Panelists foresee higher revenue for their business compared with last year, although projections for average 12-month future growth have tempered to 7.3% after steadily rising over the past year to reach 7.8% in the fourth quarter. Notably, revenue gains look to be broad-based: 95% of panelists say they expect “positive” growth this year.
Economic sentiment continues to rise. A net 83% of panelists are optimistic about prospects for US economic growth over the next 12 months, up from 64% at this time last year.* As one panelist, a CFO with a general contracting firm, put it: “Geopolitical risks are the elephant in the room, but the economy is strong and if the infrastructure bill goes through, construction will boom.”
Lower business tax rates are broadly expected to provide an additional boost. Most (80%) expect they'll realize some benefit and panelists estimate an average tax savings of 5.16%. However, it appears that cash planning is at an early stage based on the executives surveyed.
Many executives said they are still assessing how they might deploy anticipated windfalls as well as the overall impact of the various provisions of the Tax Cut and Jobs Act. For example, while 26% are planning to use freed-up cash to reduce debt, another 26% are uncertain whether to do so. The CEO of a fuel wholesaler described the firm’s approach as “spreading the money around for now, looking to experiment and invest more money in employees.”
Those who are more firm in their plans offer an early indication that companies are seeking to balance investing in the business with raising returns for owners. Planned allocations are diverse, with employee pay, and investments in equipment upgrades and software among the notable beneficiaries. For example, of the 36% planning to increase capital spending, 72% say equipment upgrades will be a 'major new investment' and 54% say the same for software. The last time a tax change released a major amount of cash, in 2004, shareholders were believed to have received much of the benefit in share buybacks or fattened dividends. This time, these first intentions suggest cash distributions could be spread more widely. Yet with around third unsure whether to distribute more to owners/shareholders, this could also change.
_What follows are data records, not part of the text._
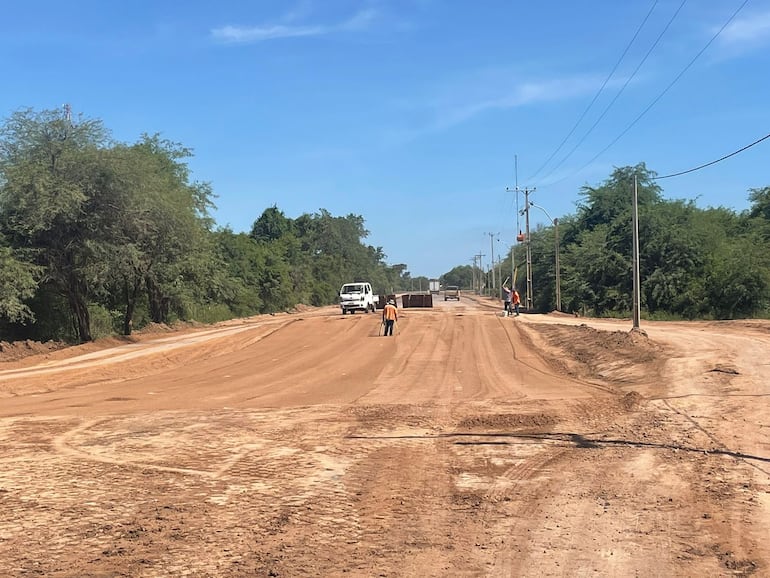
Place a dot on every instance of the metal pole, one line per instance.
(558, 273)
(492, 244)
(530, 295)
(635, 223)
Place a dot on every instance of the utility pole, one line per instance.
(636, 278)
(492, 244)
(480, 276)
(525, 211)
(530, 291)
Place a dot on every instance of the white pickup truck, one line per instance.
(356, 297)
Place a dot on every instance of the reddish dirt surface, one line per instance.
(468, 444)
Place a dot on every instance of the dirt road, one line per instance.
(466, 445)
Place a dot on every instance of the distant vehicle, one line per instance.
(356, 297)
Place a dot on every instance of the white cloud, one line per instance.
(513, 96)
(246, 35)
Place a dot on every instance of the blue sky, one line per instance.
(415, 114)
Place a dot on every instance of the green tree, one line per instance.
(18, 282)
(50, 175)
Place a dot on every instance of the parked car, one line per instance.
(356, 297)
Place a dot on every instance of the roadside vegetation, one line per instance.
(99, 237)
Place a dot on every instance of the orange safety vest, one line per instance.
(390, 312)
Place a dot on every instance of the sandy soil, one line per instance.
(466, 445)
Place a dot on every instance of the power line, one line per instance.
(622, 89)
(596, 96)
(661, 95)
(719, 160)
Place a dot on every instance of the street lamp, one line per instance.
(556, 252)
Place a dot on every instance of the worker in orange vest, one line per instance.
(389, 317)
(516, 299)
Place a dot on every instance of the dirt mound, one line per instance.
(507, 421)
(615, 356)
(21, 349)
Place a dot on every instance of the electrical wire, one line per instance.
(598, 92)
(622, 89)
(719, 160)
(661, 95)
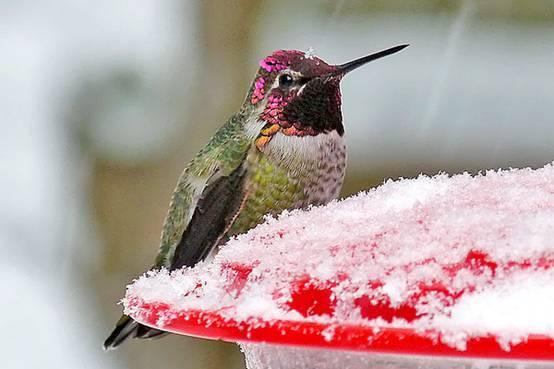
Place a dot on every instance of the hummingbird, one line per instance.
(284, 149)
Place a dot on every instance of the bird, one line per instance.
(284, 149)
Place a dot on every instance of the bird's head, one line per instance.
(298, 94)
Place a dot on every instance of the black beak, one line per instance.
(342, 69)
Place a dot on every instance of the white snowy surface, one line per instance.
(463, 256)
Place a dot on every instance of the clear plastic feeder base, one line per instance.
(264, 356)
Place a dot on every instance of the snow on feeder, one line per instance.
(438, 272)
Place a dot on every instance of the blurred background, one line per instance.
(103, 103)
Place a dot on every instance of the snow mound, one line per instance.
(457, 256)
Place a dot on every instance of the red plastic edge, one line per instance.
(211, 325)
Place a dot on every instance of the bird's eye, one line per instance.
(285, 80)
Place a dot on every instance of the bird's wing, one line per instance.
(207, 199)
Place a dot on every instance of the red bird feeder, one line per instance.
(435, 272)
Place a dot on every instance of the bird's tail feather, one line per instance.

A net 54% say their workforces will expand over the next 12 months, which is little changed since the fourth quarter. Outlooks for operational spending on business activities like sales promotions and information technology upgrades are likewise holding steady, with 85% saying they plan to increase expenditures.
These investments are being hammered out as concerns mount over labor supply, particularly for industrial workers. Half of the panelists now worry about a lack of qualified workers acting as a barrier to their business growth, the highest level of concern in over 10 years. These conditions are translating into outlooks for rising wages, but not at the pace panelists had anticipated in late 2017. Panelists are now projecting future increases in hourly wages for their current workforce at an average of 3.46%, down from a spike to 4.27% in the previous quarter. As privately-held company outlooks for wages have been a good predictor of annual growth in US employment costs overall, the recent fluctuations in the findings suggest wage trends are going to be harder for companies to get right. “We can’t increase wages because we will have to raise prices,” said the president of a home furnishings wholesaler that is struggling to cover skilled and unskilled positions, adding that the firm is “researching new technology to cover jobs we can’t fill.”
PwC’s Trendsetter Barometer is now in its 21st year. Panelists’ views have served as a good leading economic indicator on where US GDP growth is likely to be in a year’s time and whether employment numbers will rise or fall, our analysis of the data show. First quarter 2018 results reflect the views of 300 CEOs/CFOs interviewed between January 2 to March 20, representing a cross-sector profile of US privately-held firms with average annual enterprise revenue of $372 million.
*PwC calculates net economic sentiment as the balance of panelists who are “optimistic” minus those who are “pessimistic” about how they feel about the US economy over the next 12 months. We exclude “uncertain” responses.